Life Gone In The Uintah’s

After 3 months of concern of being followed, my brother Howard went missing. It was October 20th 1989 and my brother was out on a hike with his girlfriend in the Uintah mountains in Utah. I was at home, asleep.

My mother came in around 7:30 asking me if I had seen my brother at all since the night before when he left, my response was no. After a 10 minute conversation about how she thinks his car needed new tires before he drove up mountains to go hiking, my mother said she was going to go back to bed and that he had probably just slept in at his girlfriends house or maybe was at another of his close friends houses. Howard was really


shy, and introverted, so he practically never did anything with people besides us and his girlfriend, who was also very introverted herself.

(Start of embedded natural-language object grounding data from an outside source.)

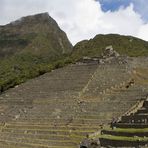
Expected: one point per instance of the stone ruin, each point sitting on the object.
(109, 55)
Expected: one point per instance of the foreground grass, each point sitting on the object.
(123, 138)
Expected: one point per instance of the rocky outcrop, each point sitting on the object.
(38, 34)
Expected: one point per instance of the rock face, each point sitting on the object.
(38, 34)
(110, 52)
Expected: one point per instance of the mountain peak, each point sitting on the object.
(37, 18)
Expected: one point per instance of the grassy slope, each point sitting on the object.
(29, 48)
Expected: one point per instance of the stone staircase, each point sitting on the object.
(60, 108)
(130, 131)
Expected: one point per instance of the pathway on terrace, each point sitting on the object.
(59, 108)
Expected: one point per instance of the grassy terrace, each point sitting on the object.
(129, 130)
(122, 138)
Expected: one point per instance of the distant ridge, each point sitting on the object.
(124, 45)
(38, 34)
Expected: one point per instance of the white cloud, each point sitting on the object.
(80, 19)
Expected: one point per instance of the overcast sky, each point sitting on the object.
(83, 19)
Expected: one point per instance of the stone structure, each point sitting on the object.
(131, 130)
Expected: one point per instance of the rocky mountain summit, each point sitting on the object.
(38, 34)
(53, 95)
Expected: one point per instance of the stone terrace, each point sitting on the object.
(60, 108)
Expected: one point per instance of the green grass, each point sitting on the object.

By 9am my mom had started freaking out, asking things like, “what if he crashed his car because of the damn old tires” and, “What if he fell” but nothing quite stuck to me like the last question my mom had asked me, “What if he was murdered”.

That word. Murdered. That hit where it hurts, just for my brother to be taken from so easily in the case of murder, taken as if he was just a pile of sand in the beach that one day had to be dug up to build a new beach house.

That word. Murdered. What if? what if he really was murdered, what if someone cared so little about themselves that they would burden someone else by taking what meant so little to them in the first place.

That word. Murdered. How could it be that someone could even hate my brother that bad, how could it be?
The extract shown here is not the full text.